How to Machine-Embroider Freestanding Lace Napkin Ringscomments (6) November 1st, 2008
Here's an easy way to add some elegance to your table setting without a major overhaul. Lace napkin rings are quick and easy—just import the design into your embroidery machine and push a button. You don't have to baby-sit the machine because these snowflakes stitch out in one color on a double layer of wash-away stabilizer.
What you'll need:
- Freestanding lace embroidery design (I downloaded my snowflake from Criswell Embroidery and Design)
- Wash-away stabilizer such as Aqua Mesh from OESD
- Embroidery thread of your choice
- Metallica needle size 12
- Hand-sewing needle
- Embroidery machine and the smallest hoop your design will fit in
- Embroidery software if you own it—you can easily customize your design on the computer and then transfer it to your machine
There is one challenge when you are embroidering freestanding lace—that's finding a design that's truly freestanding. If you get your designs from a company that has a reputation for digitizing good-quality freestanding lace designs, it's easy. I think one of the best is Criswell Embroidery and Design. Their K-Lace designs always hold together after the stabilizer is washed away. The snowflake design I used for my napkin rings was a free download!
If you find a lace design elsewhere, it may be excellent...or it may fall apart when you rinse the stabililizer away. The problem is that it's hard tell by just looking at it. I purchased a beautiful mesh lace edging design from embroideryonline.com. It looked like freestanding lace, but it fell apart when I soaked out the stabilizer.

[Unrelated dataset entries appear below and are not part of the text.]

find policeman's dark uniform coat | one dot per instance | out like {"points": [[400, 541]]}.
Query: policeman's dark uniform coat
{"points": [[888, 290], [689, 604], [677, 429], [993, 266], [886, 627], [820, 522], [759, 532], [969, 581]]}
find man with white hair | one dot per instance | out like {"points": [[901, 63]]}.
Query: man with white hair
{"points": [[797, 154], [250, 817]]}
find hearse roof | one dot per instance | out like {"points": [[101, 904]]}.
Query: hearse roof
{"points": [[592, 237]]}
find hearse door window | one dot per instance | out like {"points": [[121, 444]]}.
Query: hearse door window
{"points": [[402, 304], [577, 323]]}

If you fall in love with a lace design and it doesn't hold its shape when it's stitched on wash-away stabililzer, you always have the option to embroider on netting or organza. Both of these can be trimmed away so that they give the appearance of freestanding lace.
To make these napkin rings, I had to put together a few snowflakes to make a row that I could form into a ring. I imported the snowflake design into my embroidery software—you can also arrange individual motifs into a row on the screen of your embroidery machine.

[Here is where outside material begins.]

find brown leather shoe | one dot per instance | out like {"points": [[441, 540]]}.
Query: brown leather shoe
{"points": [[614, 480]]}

Then I used the copy/paste features to link together the individual snowflakes to create a long enough rectangle to form a napkin ring. I ended up linking three snowflakes together. If you are using a different design or if you would like to find a rectangle all ready to go, it should be approximately 7 to 7-1/2 inches long.
Thread your machine and wind a bobbin with the same embroidery thread. Use a size 12 metallica needle. Hoop two layers of wash-away stabilizer such as Aqua Mesh. Position the hoop on your machine. I was able to fit two napkin rings side by side in the hoop. Embroider the designs.

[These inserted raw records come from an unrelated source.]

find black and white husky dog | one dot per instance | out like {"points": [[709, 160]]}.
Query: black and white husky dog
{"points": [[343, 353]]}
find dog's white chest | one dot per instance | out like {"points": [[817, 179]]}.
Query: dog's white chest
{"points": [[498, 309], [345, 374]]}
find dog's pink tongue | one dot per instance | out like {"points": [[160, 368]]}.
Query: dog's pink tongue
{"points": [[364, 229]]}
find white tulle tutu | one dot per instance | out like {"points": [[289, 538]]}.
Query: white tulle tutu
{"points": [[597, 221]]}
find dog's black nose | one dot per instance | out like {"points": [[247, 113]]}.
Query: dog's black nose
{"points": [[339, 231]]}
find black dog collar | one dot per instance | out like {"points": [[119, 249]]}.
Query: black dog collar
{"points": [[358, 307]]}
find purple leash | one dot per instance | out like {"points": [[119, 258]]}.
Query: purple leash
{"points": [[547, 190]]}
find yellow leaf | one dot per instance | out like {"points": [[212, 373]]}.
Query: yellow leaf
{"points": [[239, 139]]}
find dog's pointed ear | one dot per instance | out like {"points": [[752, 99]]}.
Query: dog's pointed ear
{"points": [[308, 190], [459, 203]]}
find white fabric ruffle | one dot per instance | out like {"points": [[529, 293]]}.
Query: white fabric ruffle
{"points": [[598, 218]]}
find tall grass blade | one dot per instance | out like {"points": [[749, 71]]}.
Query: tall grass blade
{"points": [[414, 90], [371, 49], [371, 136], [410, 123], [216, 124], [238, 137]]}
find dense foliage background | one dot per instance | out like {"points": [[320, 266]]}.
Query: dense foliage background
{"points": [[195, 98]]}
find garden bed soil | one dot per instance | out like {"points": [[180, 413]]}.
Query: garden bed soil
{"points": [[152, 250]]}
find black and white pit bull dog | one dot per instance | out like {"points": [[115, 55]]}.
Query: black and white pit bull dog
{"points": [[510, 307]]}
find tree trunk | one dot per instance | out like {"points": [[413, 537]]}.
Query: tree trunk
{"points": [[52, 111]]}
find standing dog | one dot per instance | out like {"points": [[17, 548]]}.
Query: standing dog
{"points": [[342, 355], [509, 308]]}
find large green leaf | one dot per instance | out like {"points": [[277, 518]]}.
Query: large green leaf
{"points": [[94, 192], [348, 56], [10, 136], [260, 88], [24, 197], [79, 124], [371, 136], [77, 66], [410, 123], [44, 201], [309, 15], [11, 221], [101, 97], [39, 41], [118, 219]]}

Trim away as much stabilizer as you can...neatly around the edges of your embroidery without snipping the stitches.
Fill a large bowl with room-temperature water. Hot water will dissolve the stabilizer faster, but you run the risk of shrinking the thread and distorting your design. Stick your trimmed embroideries into the bowl.
Take the snowflakes out of the water and allow them to dry on a clean, dry towel.
When the thread is almost dry, press them with a hot iron, using a press cloth. Pin the ends of the snowflakes together to form a ring. Hand-stitch the ends together using a short piece of embroidery thread to form a ring.